When you start work on an ambitious project, you’re forced to make many foundational decisions.

It’s hard to know the consequences of each and every one of those decisions for the project into the future. Will this decision help the project thrive? Will that decision constrain it?

The solution, I think, is to establish the fundamental principles of the project right from the start. That way you can simply ask of any decision: is it consistent with those principles?

Here, then, are 7 principles of the Open Web Mind.

Principle 1 – Open

This one’s so fundamental that it’s right there in the name.

The Open Web Mind is open.

It’s an open protocol: anyone can create a mind that can talk to any other mind.

It’s open source: if you want to host your own mind, you’ll be able do so with free software.

It’s open data: all the facts in all the minds are uncopyrighted.

And it’s open-minded: it’s a place where all thought is allowed, as long as it’s not illegal.

Principle 2 – Basic

The Open Web Mind is a foundation for people to build on.

It includes anything that’s basic: anything essential to sharing human intelligence.

It excludes anything that’s not: anything over-specific; anything over-complicated; anything superfluous.

By focusing on the basics, it allows people to build on it in ways never imagined.

Principle 3 – Boundless

The Open Web Mind is designed to be boundless.

It should impose no limits: on the ideas it can represent, on the thoughts it can support, on the languages in which those thoughts and ideas may be expressed.

Principle 4 – Rough

The Open Web Mind will always be as messy as any human mind.

It will never be perfect and it will never be complete.

If it required perfection or completeness, progress towards perfection and completeness would be stifled.

Instead, it embraces messiness: half-formed ideas, half-baked thoughts, rough approximations.

Principle 5 – Robust

One way to be robust is by owning everything: all search, all social, all commerce.
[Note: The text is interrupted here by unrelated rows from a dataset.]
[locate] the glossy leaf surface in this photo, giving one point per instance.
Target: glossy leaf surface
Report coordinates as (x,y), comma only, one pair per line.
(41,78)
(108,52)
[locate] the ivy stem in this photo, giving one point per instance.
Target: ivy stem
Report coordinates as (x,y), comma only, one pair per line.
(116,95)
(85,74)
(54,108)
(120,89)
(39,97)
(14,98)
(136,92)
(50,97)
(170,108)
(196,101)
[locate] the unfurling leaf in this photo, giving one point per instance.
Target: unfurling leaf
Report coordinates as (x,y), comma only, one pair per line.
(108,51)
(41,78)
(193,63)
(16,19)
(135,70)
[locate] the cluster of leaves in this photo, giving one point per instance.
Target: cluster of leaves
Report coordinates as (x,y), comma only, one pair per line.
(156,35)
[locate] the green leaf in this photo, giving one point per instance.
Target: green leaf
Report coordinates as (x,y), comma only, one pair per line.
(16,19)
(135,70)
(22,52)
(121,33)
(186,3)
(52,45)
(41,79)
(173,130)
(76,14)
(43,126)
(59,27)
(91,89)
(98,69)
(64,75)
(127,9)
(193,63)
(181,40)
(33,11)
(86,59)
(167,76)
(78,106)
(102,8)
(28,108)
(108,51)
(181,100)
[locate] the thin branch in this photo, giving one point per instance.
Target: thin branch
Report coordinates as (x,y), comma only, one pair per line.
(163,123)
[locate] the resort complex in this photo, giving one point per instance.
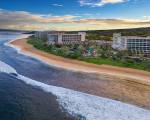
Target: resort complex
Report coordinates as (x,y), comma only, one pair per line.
(60,38)
(134,44)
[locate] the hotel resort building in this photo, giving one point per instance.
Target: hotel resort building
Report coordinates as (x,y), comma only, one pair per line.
(63,38)
(139,45)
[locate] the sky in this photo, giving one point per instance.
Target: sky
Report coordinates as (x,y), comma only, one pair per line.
(71,15)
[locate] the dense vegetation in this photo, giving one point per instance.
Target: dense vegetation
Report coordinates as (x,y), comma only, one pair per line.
(105,54)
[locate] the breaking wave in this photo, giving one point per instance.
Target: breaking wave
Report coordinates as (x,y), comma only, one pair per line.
(90,106)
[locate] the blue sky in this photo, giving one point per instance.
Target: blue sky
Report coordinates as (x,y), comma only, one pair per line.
(74,14)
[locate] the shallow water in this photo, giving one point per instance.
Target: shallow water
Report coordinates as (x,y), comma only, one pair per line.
(19,101)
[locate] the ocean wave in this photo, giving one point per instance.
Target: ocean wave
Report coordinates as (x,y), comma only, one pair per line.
(90,106)
(6,68)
That leads to closed-minded monopolies that try to throttle the competition.

The Open Web Mind seeks to be robust by allowing the people who build on it to own what they build. That leads to an open-minded movement of people who support each other’s efforts.

It seeks to be anti-fragile: the more people build on it – the deeper and the wider the movement – the less vulnerable it will be to those who might want to kill it.

Principle 6 – Human

The Open Web Mind isn’t artificial intelligence, it’s human intelligence.

It doesn’t think, we do.

Machine learning may have peripheral applications in the Open Web Mind, such as identifying abuse; but it’s not what the Open Web Mind is, at its core.

The Open Web Mind is human.

Principle 7 – Free

The Open Web Mind is free-as-in-freedom.

No one tells anyone else what to do.

When you create your own mind, you don’t have to ask for anyone’s permission. You ideate your own ideas and think your own thoughts.

If you don’t like the Open Web Mind hosting, you’re free to host your mind elsewhere.

If you don’t like the Open Web Mind protocol, you’re free to follow your own protocol.

If you want to build a business on Open Web Mind principles, software and data, go right ahead.

As far as is feasible within the limits of the law, the Open Web Mind opts for freedom.